Rédigé par : Xav | 20 novembre 2004 à 13:22
J'approuve Xavier. Voter pour ou contre un texte sur le nombre de page est complètement absurde comme argument. Réduire l'argumentation de Fabius à ce seul argument est inepte et faux, et en définitive donnerait des arguments aux partisans du Oui. Heureusement, Fabius est plus intelligent et ses argument sont tout de même plus complexes.
Rédigé par : Paxatagore | 20 novembre 2004 à 18:21
A Xav : pourquoi une Constitution serait nécessairement plus courte qu'un traité constitutionnel ?

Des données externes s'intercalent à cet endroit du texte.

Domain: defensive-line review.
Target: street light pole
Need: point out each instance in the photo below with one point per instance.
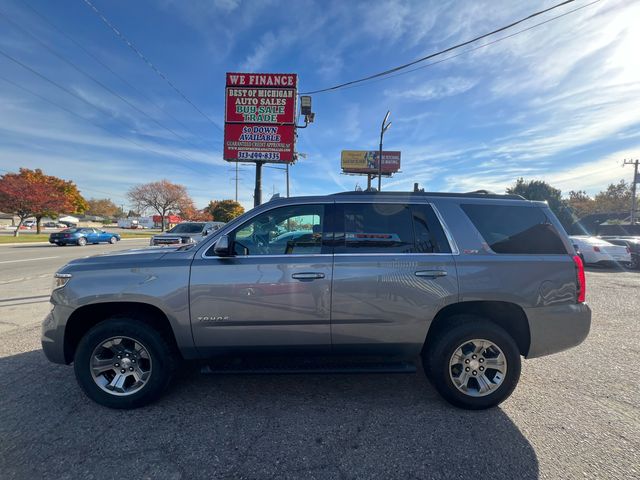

Sinon je pense que ce qu'il faut rappeler c'est surtout le fait que la révision du traité constitutionnel est tout à fait possible et de manière assez simple :
- par décision du Parlement
- pour les questions de politiques internes par le biais du Conseil européen
Enfin les clauses passerelles permettent de faire évoluer rapidement la sphère de compétence de l'UE.
Rédigé par : Scalp' | 20 novembre 2004 à 18:42
A Scalp': Si on regarde l'actuel Traité constitutionnel, on peut s'apercevoir que de nombreux passages ne seraient plus nécessaire s'il existait un réel Etat européen. Beaucoup d'articles contenus dans le Traité deviendraient tout simplement des articles de droit interne à l'Union. D'autres disparaîtraient.
De même, dans le Traité actuel, la description du fonctionnement institutionnel de l'Union ne représente pas les 500 pages mais quelques 40 pages.
Je fais peut-être un énorme raccourci, mais je pense en effet qu'une Constitution serait plus courte.
Rédigé par : Xav | 20 novembre 2004 à 19:31
Oki merci pour l'explication, ça me semble clair. Cela montre bien qu'on n'est pas encore clairement dans une Europe fédérale.
Ceci dit le Parlement avait déjà par le passé proposer une constitution et cela avait échoué. Ce traité est donc quand meme une bonne chose meme s'il s'en trouve alourdi.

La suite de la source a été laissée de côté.